Now maybe you already know all this, but two things I came across yesterday put a bit of a new light on our American fear and opposition to the spread of nuclear weapons in Iran and in Korea.

As this information is from the London Sunday Times, a Rupert Murdoch publication which could not be accused of being wildly anti-American (to put it mildly), it certainly makes me ponder, at least.

Iran: In an article headed "Iran to hit back at US kidnaps" we read that Iran is threatening action against American interests in Europe and elsewhere in retaliation for the kidnapping of "several" senior Republican Guard officers. The deputy defense minister while he was in Turkey, one in northern Kurdish Iraq, one in southern Iraq, and the head of the Revolutionary Guard in the Persian Gulf, for example. Not to mention an attack on the Revolutionary Guards within Iran itself, killing at least 17. All of which led Reza Faker, a writer close to President Ahmadinejad, to write in Subhi Sadek, the Revolutionary Guard's weekly paper: "We've got the ability to capture a nice bunch of blue-eyed blond-haired officers and feed them to our fighting cocks". Wonderful. But we couldn't respond to a letter from Ahmadinejad?

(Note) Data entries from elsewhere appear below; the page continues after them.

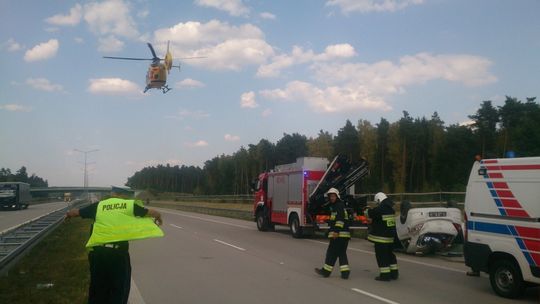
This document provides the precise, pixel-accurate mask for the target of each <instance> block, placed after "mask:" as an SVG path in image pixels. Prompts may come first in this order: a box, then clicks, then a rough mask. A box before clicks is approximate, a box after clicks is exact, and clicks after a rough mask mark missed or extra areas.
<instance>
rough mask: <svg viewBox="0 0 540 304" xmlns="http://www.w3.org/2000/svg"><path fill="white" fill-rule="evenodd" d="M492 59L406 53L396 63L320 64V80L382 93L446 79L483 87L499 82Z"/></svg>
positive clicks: (315, 71) (356, 63)
mask: <svg viewBox="0 0 540 304" xmlns="http://www.w3.org/2000/svg"><path fill="white" fill-rule="evenodd" d="M491 64H492V63H491V61H489V60H488V59H486V58H483V57H479V56H472V55H459V54H458V55H452V54H442V55H432V54H429V53H418V54H416V55H410V56H404V57H401V58H400V59H399V63H397V64H395V63H393V62H391V61H387V60H385V61H379V62H376V63H373V64H366V63H345V64H318V65H317V66H315V67H314V69H315V74H316V77H317V79H319V80H320V81H322V82H324V83H327V84H335V83H343V82H348V83H351V82H356V83H359V84H365V85H366V86H368V87H369V88H370V89H372V90H374V91H376V92H381V93H399V92H403V91H404V88H405V86H408V85H414V84H422V83H425V82H427V81H429V80H435V79H443V80H447V81H452V82H460V83H462V84H464V85H466V86H479V85H485V84H489V83H493V82H495V81H497V78H496V77H495V76H493V75H492V74H491V73H489V71H488V69H489V67H490V66H491Z"/></svg>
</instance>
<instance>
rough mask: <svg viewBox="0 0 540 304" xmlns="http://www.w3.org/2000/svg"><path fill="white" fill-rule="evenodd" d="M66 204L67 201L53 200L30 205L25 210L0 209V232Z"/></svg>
mask: <svg viewBox="0 0 540 304" xmlns="http://www.w3.org/2000/svg"><path fill="white" fill-rule="evenodd" d="M66 206H67V203H64V202H54V203H46V204H36V205H30V206H28V209H25V210H0V232H2V231H4V230H7V229H9V228H12V227H14V226H17V225H19V224H22V223H24V222H26V221H29V220H32V219H35V218H37V217H39V216H42V215H44V214H47V213H49V212H52V211H55V210H58V209H60V208H63V207H66Z"/></svg>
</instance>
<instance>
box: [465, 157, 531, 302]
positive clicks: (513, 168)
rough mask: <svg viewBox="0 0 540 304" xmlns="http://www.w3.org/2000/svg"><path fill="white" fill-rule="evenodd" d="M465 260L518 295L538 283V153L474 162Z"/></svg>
mask: <svg viewBox="0 0 540 304" xmlns="http://www.w3.org/2000/svg"><path fill="white" fill-rule="evenodd" d="M465 219H466V221H467V223H466V231H465V240H466V242H465V248H464V253H465V263H466V264H467V266H469V267H471V269H472V270H473V271H483V272H487V273H489V278H490V282H491V286H492V288H493V289H494V291H495V292H496V293H497V294H498V295H500V296H503V297H507V298H516V297H519V296H520V295H522V294H523V293H524V291H525V288H526V287H529V286H536V285H538V284H540V157H528V158H507V159H486V160H480V161H477V162H475V163H474V165H473V168H472V170H471V174H470V177H469V183H468V185H467V194H466V197H465Z"/></svg>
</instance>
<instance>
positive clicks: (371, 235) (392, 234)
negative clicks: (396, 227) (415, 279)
mask: <svg viewBox="0 0 540 304" xmlns="http://www.w3.org/2000/svg"><path fill="white" fill-rule="evenodd" d="M375 202H376V203H377V207H375V208H373V209H367V210H366V216H367V218H368V223H370V224H371V231H370V233H369V235H368V240H369V241H371V242H373V243H374V244H375V257H376V258H377V265H378V266H379V276H377V277H375V280H377V281H390V280H397V278H398V277H399V271H398V265H397V260H396V255H395V254H394V252H393V246H394V236H395V234H396V220H395V212H394V208H393V206H394V202H393V201H392V200H391V199H390V198H388V197H387V196H386V194H384V193H382V192H379V193H377V194H375Z"/></svg>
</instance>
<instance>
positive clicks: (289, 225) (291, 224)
mask: <svg viewBox="0 0 540 304" xmlns="http://www.w3.org/2000/svg"><path fill="white" fill-rule="evenodd" d="M289 228H290V229H291V234H292V236H293V237H294V238H301V237H303V236H304V232H303V231H302V226H300V220H299V219H298V215H296V213H295V214H293V215H291V219H290V221H289Z"/></svg>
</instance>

North Korea: An article headed Crime Keeps Kim In Luxury details the North Korean leader's bank accounts around the world, particularly in Macau, totalling more than $5 billion dollars in external assets (some the result of excellent counterfeiting of US $100 bills and much else not very pretty). Beginning in 2005 the U.S. government had pressured banks to freeze these accounts and cut Kim and family off from their corrupt earnings. Reluctant banks even found themselves under sanctions. Given the involvement of this money in smuggling weapons, even into the US, this is all understandable.

But here's what happened next. When the sanctions became uniform, and cut Kim off completely, bang, October's nuclear test. And in February we heard news that North Korea had agreed, in negotiations, to shut down their nuclear reactor...but we didn't hear the rest ... IF financial sanctions were lifted within 30 days. Alas, alas, that deadline passed in March, without such lifting. Thus when the head of the International Atomic Energy Agency went to North Korea to settle the details, he was sent packing. This information surfaced, according to the Sunday Times, in a report to the US Congress by investigators for Edward Royce, a California congressman. I've been hearing about North Korea not "honoring their agreement" - but as to our role in all this, maybe I've missed it, but it was news to me. In case it's news to you ...

I'll try and be more fun sometime soon.